Further on still, I finally find and open the sanctuary. It’s pitch black inside, and the rightmost door doesn’t budge. The only thing I can do here is press RB when I’m exactly in the middle, near the only small plateau I can see. My character grabs the candelabra off his belt and carefully places it on the plateau…
The sanctuary springs into life and light.
I fiddle around with the options in my new sanctuary for a bit. I take a brief look at a promised system of leveling up…
A quick trek back to the left confirms that the zombies I beat earlier are back, which in turn confirms that this sanctuary is Salt and Sanctuary‘s bonfire equivalent.

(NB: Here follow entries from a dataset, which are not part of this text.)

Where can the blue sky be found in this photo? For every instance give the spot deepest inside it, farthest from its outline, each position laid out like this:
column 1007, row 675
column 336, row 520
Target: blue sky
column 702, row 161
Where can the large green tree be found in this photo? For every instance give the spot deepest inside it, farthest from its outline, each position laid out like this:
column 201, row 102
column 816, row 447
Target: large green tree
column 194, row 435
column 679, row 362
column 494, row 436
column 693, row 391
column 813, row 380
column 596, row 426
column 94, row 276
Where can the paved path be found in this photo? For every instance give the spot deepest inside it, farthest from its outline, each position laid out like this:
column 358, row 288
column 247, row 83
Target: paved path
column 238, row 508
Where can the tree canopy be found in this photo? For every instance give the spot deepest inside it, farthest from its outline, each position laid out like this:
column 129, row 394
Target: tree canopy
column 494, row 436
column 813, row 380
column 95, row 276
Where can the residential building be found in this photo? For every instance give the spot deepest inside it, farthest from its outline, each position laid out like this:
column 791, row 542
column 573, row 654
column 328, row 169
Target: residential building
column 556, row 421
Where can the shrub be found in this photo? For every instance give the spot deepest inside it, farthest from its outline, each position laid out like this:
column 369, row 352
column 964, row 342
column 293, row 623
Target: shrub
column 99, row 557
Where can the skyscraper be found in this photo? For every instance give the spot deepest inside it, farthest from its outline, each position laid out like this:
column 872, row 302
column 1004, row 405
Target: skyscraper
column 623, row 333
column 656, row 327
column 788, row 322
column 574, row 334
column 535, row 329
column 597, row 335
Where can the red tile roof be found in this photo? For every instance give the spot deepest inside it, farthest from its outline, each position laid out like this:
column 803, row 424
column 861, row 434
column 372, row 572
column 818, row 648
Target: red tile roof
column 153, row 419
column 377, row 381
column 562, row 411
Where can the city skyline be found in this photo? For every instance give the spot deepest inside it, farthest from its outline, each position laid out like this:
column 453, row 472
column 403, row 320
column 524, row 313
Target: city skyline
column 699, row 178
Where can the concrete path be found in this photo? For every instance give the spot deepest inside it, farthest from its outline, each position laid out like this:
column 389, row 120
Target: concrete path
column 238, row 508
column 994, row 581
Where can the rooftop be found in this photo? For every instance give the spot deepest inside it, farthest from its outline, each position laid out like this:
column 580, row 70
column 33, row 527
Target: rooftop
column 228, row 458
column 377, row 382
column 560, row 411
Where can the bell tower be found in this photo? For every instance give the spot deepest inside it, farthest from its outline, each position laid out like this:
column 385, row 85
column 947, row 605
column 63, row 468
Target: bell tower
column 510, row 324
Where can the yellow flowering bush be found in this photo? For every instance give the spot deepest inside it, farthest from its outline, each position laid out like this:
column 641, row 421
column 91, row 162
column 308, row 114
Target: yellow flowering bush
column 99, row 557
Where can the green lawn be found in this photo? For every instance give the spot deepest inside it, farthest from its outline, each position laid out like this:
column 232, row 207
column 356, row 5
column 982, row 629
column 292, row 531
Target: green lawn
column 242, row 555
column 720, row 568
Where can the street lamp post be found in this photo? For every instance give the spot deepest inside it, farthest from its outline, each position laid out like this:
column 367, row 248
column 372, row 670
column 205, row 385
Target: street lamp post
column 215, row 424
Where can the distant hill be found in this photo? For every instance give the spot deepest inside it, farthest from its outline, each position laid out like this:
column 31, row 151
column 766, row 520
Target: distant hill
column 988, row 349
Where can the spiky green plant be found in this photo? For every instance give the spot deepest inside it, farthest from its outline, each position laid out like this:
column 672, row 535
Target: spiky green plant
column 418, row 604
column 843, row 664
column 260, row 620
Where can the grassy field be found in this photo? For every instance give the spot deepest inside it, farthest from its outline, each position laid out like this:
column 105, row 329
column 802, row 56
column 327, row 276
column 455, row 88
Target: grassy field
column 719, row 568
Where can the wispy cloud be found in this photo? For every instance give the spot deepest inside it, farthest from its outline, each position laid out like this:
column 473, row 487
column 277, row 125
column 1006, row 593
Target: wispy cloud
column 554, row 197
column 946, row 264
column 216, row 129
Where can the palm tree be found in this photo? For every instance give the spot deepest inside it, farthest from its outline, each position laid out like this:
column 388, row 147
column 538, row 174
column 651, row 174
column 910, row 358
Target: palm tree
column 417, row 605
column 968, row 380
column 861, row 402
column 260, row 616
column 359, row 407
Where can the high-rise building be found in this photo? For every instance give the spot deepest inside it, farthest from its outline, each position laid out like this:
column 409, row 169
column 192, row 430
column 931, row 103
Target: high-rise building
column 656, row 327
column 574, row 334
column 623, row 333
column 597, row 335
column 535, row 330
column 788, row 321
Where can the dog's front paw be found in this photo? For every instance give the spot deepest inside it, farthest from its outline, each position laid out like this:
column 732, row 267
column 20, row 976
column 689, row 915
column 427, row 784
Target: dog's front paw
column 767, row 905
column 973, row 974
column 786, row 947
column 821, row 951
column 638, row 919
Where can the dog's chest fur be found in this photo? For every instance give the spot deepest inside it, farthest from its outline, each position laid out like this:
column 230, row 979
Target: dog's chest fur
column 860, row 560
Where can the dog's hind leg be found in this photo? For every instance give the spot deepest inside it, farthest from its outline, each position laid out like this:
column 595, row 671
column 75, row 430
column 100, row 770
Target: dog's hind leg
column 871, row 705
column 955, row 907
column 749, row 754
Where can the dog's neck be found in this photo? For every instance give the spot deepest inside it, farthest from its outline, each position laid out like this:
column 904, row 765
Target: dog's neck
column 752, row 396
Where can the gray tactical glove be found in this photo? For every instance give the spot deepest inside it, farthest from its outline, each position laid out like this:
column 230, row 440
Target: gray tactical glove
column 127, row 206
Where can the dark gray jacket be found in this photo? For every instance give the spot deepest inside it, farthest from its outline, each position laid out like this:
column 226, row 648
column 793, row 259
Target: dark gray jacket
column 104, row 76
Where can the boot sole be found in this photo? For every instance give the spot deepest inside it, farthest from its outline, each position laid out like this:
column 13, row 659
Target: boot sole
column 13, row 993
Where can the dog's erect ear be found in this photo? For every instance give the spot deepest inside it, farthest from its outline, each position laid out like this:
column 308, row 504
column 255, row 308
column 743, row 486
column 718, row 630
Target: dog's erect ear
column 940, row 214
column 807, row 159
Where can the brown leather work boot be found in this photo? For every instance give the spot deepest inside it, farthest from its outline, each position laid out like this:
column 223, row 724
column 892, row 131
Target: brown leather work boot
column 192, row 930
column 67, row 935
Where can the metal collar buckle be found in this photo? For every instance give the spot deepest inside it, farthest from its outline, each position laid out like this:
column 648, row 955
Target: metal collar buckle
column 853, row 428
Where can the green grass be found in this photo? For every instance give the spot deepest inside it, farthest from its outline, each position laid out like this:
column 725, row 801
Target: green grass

Further driving that home still is the fact that I suddenly have three new items in my inventory: Big red potions, marked with the candelabra of the Three and called ‘Red Flasks’. You can call them all you want, game; I recognize an Estus Flask with a different colour when I see one.
If these sanctuaries serve the role of the bonfire, then I should be safe here for the time being. But then again, safety is boring. And it just so happens that there’s this big castle only a little to the right. ‘The Festering Banquet’, it’s called, and it is filled with hanged corpses, spikes, crows, and various flavours of zombie warrior — for me to kill, and take the salt of, and increase in power. That’s probably how this is going to go.
The ground floor of the castle is easy enough to clear, but the gate to the right is — not so much ‘locked’, as that it’s a giant portcullis that I’m never getting open. A lever taunts me from the other side. ‘Find your way to me,’ it seems to say, ‘and all the secrets of easy access to this area will be yours to plunder. All you’ll need to do climb across; surely nothing bad‘s waiting on top of this castle?’
In other words, it’s starting to look like I’m finally out of the training area and into the gameplay experience proper. I have a small set of bad equipment, one tiny safe haven, an unclear objective, and a giant castle of undead enemies between myself and the only way I can go — and that’s just for starters. Who knows what to expect in a place like this?
Suppose there’s only one way to find out.